Joy walked over to her mirror, found on another dumpster dive, and looked at herself. A beautiful 25 year old woman with long blond hair, perfect porcelain skin, eyes from heaven, and a knockout smile looked back.

She brushed her matted blond hair with a brush half broken and continued to see the past.

Joy took put her money in her right front pocket, the change pocket, for safety.

She clipped her Walkman to her belt, put her headphones on, and slid in her Bel-Biv-Divoe tape. She had dozens of tapes in her flat but always found her self listening to Bel-Biv-Divoe. It reminded her of prom and being crowned queen.

Joy walked the back way to Giant Eagle. Ever since the clubs opened, there were always assholes making comments to her on the main street. She could still be a good neighbor in the back alleys.

She smiled with her mouth closed as the woman rang her out. "Is this it?" the cashier always asked Joy, as if she expected Joy to one day walk in with a hundred or an EBT card and buy pounds of shrimp and steak and milk and everything else rich people by.

"That's all today, Joyce" Joy said through pursed lips. Joy didn't hate Joyce. She was a good neighbor to everyone, Joy was. Joyce just got a little nosy sometimes.

$9.55 bought Joy 4 cans of Cambell's Chunky soup. 4 Cans of baked beans. And an 8 pack of generic hot dogs. That was enough food for 4 days, and 4 days was enough time for Joy to find a job, even an odd one.

She would never take hand outs. Never put her head down. She was a good neighbor, she added to the community. She couldn't name a specific instance when she picked up trash because she did it so often, it was instinct. She occasionally volunteered at the shelters she was eligible to eat at.

"Have a nice night, Joy" leaked through Joy's headphones as 'B.B.D. (I Thought It Was Me)?' whirred on.

"You too, Joyce." Joy kept her head up and walked out into the night.

2.)

The night air burned her lungs a bit, woke her up, and made her feel alive. 'People bitch about the cold!' she said to her neighbors 'I embrace it!' She took deep breaths to match her long strides. Walked right past the alley headed for Carson St, to see her neighbors.

She trucked past 16th street. On the corner of 17th and Carson, she happened exchange a quick glance, a chance glance, that lasted an eternity for Joy.

A kid, no, a man, a man sitting on his skateboard, his face young but his eyes weary from life, exchanged quick glances with Joy.

She smiled slightly in this instant and blinked and saw an eternity.
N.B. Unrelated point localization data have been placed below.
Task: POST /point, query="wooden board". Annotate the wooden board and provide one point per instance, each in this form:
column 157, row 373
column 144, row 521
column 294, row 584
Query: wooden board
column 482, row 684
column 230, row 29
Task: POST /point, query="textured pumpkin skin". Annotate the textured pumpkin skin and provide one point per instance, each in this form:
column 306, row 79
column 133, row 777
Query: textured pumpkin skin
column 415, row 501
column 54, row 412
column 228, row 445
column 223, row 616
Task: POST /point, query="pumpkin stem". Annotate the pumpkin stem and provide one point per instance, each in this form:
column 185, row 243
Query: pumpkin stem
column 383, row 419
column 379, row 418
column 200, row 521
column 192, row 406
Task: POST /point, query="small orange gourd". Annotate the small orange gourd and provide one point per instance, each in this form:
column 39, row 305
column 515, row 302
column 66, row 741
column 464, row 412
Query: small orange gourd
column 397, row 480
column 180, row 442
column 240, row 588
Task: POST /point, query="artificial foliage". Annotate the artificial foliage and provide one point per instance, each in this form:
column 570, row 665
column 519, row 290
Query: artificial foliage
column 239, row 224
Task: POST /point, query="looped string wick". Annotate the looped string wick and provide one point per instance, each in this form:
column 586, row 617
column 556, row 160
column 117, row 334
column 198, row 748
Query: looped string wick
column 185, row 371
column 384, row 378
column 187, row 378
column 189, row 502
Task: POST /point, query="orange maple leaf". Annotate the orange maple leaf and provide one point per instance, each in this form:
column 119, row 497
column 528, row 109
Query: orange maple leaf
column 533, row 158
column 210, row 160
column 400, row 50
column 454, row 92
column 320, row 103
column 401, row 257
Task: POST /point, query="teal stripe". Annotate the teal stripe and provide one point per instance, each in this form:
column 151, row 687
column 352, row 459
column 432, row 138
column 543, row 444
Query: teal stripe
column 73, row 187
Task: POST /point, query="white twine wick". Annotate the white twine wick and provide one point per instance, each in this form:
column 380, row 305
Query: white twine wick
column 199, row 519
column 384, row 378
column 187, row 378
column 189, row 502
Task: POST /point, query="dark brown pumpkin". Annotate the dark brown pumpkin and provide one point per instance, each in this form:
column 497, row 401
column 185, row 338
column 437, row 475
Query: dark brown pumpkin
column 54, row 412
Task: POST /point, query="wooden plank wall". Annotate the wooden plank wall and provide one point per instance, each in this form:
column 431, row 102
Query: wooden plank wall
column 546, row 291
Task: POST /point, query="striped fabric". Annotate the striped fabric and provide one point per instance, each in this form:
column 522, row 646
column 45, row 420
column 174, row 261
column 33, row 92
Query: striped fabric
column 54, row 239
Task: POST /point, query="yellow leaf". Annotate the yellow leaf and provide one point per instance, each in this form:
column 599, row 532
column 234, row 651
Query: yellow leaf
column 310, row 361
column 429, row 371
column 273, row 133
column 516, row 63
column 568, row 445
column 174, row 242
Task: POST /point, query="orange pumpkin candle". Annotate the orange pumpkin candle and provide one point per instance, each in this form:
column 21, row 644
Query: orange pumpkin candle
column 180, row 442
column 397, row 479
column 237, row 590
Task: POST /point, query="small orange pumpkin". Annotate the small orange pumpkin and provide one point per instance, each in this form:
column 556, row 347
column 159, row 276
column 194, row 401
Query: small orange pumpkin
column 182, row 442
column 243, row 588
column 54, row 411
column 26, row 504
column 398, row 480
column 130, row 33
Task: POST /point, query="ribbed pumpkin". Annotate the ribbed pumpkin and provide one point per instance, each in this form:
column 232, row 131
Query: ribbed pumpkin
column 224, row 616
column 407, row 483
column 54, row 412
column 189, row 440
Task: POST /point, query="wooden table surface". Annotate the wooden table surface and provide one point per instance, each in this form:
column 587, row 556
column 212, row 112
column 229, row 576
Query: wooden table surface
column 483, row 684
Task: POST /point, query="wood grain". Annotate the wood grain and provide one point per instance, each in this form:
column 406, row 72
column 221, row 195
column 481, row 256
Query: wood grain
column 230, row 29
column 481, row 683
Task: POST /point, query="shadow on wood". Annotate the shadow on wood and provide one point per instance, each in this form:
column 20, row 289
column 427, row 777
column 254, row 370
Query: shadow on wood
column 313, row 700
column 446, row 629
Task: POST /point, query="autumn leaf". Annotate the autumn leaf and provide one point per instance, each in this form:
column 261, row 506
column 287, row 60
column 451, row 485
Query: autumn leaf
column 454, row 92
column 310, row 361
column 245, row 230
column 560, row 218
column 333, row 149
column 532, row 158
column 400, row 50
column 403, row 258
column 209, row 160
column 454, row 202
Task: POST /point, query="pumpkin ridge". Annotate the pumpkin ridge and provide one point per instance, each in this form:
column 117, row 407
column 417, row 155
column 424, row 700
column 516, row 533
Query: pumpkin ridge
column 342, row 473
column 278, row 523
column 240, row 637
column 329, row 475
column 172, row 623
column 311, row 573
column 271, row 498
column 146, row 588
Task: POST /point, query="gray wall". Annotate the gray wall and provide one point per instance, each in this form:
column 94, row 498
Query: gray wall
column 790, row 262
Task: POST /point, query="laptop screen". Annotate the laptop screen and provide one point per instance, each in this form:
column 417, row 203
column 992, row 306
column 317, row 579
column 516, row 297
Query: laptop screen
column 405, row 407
"How are you doing tonight, beautiful?" he said, and then her life changed from that of rags to theirs of riches. He had a job, insurance, a house, a car, a life, a future. He picked her up, made her feel beautiful again, and spun her around and around without ever letting her touch the ground. She was able to be more than a good neighbor, she got to be a great neighbor, spending her time attending to various charities, helping children, helping friends, families, animals, neighbors. She didn't have to worry about herself because he did; she only had to be a great neighbor.

Her eyes opened and her right foot fell to the pavement followed by the left foot instinctively carrying her forward.

The glance ended and so did her dream.